The History of Slavery Remains With Us TodayRoundup
tags: slavery, racism, African American history, Haiti, Virginia
Ariela Gross is the John B. and Alice R. Sharp professor of law and history at the University of Southern California and author, with Alejandro de la Fuente, of "Becoming Free, Becoming Black: Race, Freedom, and Law in Cuba, Louisiana, and Virginia."
Alejandro de la Fuente is founding director of the Afro-Latin American Research Institute, Hutchins Center for African and African American Research, Harvard University, and author, with Ariela Gross, of "Becoming Free, Becoming Black: Race, Freedom, and Law in Cuba, Louisiana, and Virginia."
Now that the Democratic primary race has narrowed to two older white male candidates, political analysts have begun to focus on the allegiances of African American voters, who are the core of the Democratic Party base. Some have suggested that African American support of Joe Biden rests less on their trust in him, than on their distrust of white voters’ willingness to vote for a woman, a person of color or a progressive.
This reasoning suggests that African American voters make pragmatic political choices based on an understanding of the persistence of anti-black racism in our society, sometimes settling for a white candidate who they think will be least objectionable to white voters while causing African Americans the least harm.

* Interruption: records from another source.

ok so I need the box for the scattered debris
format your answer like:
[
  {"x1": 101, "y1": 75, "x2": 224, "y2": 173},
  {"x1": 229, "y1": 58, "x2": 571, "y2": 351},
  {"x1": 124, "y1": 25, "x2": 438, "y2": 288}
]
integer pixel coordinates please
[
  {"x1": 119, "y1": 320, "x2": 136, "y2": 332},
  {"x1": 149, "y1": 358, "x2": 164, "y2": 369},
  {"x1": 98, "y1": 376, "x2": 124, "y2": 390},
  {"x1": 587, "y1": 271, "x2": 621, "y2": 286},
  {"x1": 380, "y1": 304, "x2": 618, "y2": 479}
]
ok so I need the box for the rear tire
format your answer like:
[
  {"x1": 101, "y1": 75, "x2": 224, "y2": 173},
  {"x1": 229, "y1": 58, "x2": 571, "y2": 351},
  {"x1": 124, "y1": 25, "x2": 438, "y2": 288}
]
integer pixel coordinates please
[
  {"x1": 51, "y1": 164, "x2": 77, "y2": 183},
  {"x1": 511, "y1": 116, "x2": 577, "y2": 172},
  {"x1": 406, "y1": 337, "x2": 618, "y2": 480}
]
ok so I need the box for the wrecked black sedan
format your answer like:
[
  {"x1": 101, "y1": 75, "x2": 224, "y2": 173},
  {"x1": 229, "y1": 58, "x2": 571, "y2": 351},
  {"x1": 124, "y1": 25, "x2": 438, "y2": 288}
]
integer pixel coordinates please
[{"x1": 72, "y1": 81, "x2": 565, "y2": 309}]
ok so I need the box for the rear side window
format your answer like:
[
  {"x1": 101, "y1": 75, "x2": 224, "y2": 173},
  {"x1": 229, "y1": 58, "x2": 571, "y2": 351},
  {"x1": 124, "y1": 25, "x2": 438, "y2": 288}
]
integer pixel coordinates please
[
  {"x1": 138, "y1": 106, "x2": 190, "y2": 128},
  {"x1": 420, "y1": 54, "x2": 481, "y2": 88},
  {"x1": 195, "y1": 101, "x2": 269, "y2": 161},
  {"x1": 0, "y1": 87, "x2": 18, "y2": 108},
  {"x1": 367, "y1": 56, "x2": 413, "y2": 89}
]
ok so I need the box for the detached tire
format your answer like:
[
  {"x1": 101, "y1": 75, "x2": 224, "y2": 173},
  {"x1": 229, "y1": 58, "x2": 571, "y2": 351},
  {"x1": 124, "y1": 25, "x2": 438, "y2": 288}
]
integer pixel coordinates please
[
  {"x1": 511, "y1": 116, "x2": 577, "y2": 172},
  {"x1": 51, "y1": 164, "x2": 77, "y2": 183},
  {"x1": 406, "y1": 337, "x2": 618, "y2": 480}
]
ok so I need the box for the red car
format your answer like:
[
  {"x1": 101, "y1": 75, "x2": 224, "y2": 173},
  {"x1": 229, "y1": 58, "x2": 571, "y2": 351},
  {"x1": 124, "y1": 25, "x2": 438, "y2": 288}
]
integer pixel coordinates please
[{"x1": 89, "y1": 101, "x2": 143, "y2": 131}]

To understand where we are today, we need to understand the deep roots of anti-black racism in the history of the Americas.
As a powerful ideology, racism did not remain static or set in stone but shape-shifted and transformed historically, through legal and religious discourses and institutions. This process itself guided and transformed politics, the economy, and ultimately the course of American history. Enshrined in law from our earliest days, it was, ironically, the establishment of a republic in the United States that gave race its ultimate political and legal significance because it directly tied citizenship to whiteness.
By the early 18th century, settlers in Spanish, French and British colonies in the New World had all codified racial distinctions into law. The first Africans arrived in Havana about 100 years before 1619, and in Louisiana a little more than 100 years after 1619. But in all three places, by the early 1700s, European colonists had committed themselves to legal regimes that aligned freedom with whiteness, blackness with enslavement. Yet enslaved people pushed back, claiming freedom in a variety of ways, creating openings for themselves in law and in politics.